2019-01-24T21:28:57+00:0024 Gennaio 2019|News|

Da ANMVI:

Se il cliente del professionista non è titolare di Partita IVA e non ha un indirizzo Pec può evitare di ricevere copia della e-fattura?
Al quesito ha risposto l’Agenzia delle Entrate con la nuova FAQ n.55: “Se il consumatore finale chiede la fattura non è obbligato a riceverla elettronicamente e, quindi, non è obbligato ad  avere e a fornire un indirizzo PEC all’esercente o al professionista da cui acquista il bene o il servizio“.
Lato cliente privato cittadino- La risposta vale nei confronti di un privato cittadino (persona fisica non giuridica) e  non titolare di Partita IVA. Qualora lo fosse, la ricezione e la gestione elettronica della fattura tramite Sistema di Interscambio (Sdi)  è obbligatoria.
L’Agenzia delle Entrate ha inoltre riferito che dal secondo semestre di quest’anno, come previsto dall’ultima legge di Bilancio, sarà possibile anche per i clienti-privati consultare le e-fatture emesse nei loro confronti  ed inviate al Sistema Sdi dal 1 gennaio 2019.
Lato professionista e Medico Veterinario- Quanto al professionista, questi “è obbligato ad emetterla elettronicamente verso il Sistema di Interscambio e anche a fornirne copia su carta (o, ad esempio, pdf per email) al cliente: quest’ultima è perfettamente valida e non c’è alcun obbligo ad acquisire e gestire la fattura elettronica da parte del cliente”. Ma solo se si tratta di un professionista che non esercita una professione sanitaria e che non invia al Sistema TS le fatture dei suoi clienti privati-persone fisiche.

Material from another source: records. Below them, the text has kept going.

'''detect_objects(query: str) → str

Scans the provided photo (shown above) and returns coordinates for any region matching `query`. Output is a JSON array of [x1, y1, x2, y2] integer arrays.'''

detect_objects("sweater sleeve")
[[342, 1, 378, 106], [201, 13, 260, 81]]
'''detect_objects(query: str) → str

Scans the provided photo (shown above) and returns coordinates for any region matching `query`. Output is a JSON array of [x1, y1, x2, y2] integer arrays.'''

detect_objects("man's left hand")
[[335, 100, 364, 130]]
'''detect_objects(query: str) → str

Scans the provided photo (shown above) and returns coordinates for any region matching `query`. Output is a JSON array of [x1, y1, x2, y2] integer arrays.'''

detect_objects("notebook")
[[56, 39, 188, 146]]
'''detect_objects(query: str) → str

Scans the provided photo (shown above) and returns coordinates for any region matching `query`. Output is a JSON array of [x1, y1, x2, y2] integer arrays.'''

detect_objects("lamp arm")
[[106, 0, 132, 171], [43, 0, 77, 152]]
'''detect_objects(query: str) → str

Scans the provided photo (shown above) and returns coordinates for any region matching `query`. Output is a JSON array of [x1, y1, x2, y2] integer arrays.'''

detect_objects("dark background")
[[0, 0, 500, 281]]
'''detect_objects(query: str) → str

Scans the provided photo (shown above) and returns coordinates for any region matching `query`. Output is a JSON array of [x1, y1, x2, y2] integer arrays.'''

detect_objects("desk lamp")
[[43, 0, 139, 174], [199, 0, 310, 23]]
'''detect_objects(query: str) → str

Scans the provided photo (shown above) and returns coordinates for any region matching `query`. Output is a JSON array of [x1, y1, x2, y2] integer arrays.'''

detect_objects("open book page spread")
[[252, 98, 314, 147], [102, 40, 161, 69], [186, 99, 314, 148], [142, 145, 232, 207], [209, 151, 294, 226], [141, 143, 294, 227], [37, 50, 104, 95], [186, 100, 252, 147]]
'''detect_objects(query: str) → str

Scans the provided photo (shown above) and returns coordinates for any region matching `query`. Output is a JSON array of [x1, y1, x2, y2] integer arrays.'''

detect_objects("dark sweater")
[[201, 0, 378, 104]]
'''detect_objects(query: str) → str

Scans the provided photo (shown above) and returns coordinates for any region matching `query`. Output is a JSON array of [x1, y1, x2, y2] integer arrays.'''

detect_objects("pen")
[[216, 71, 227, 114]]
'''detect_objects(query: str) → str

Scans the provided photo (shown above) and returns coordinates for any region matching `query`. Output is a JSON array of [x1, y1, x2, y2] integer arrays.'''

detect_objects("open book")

Infatti, dal 1 gennaio di quest’anno- e solo per il 2019- i Medici Veterinari non devono emettere una e-fattura per le prestazioni veterinarie i cui dati fiscali vanno al Sistema Tessera Sanitaria (TS) per consentire al cliente la detrazione fiscale delle spese sostenute per curare l’animale da compagnia.
In tutti gli altri casi, quando le prestazioni veterinarie non danno diritto alla detrazione fiscale ( e quindi non vanno al Sistema TS) e quando sono emesse nei confronti di clienti titolari di Partita IVA o di Pubbliche Amministrazioni, la fatturazione dovrà essere elettronica.
Invio della efattura al cliente via PEC- Nei casi in cui il professionista volesse usare la propria PEC per inviare le e-fatture elettroniche ai suoi clienti, l’Agenzia delle Entrate ha  puntualizzato (FAQ n. 44) che per inviare la fattura elettronica ai propri clienti occorre sempre utilizzare il sistema di interscambio. “La fattura elettronica che viene
inviata direttamente alla casella PEC del cliente, non passando per il SdI, si ha per non emessa”.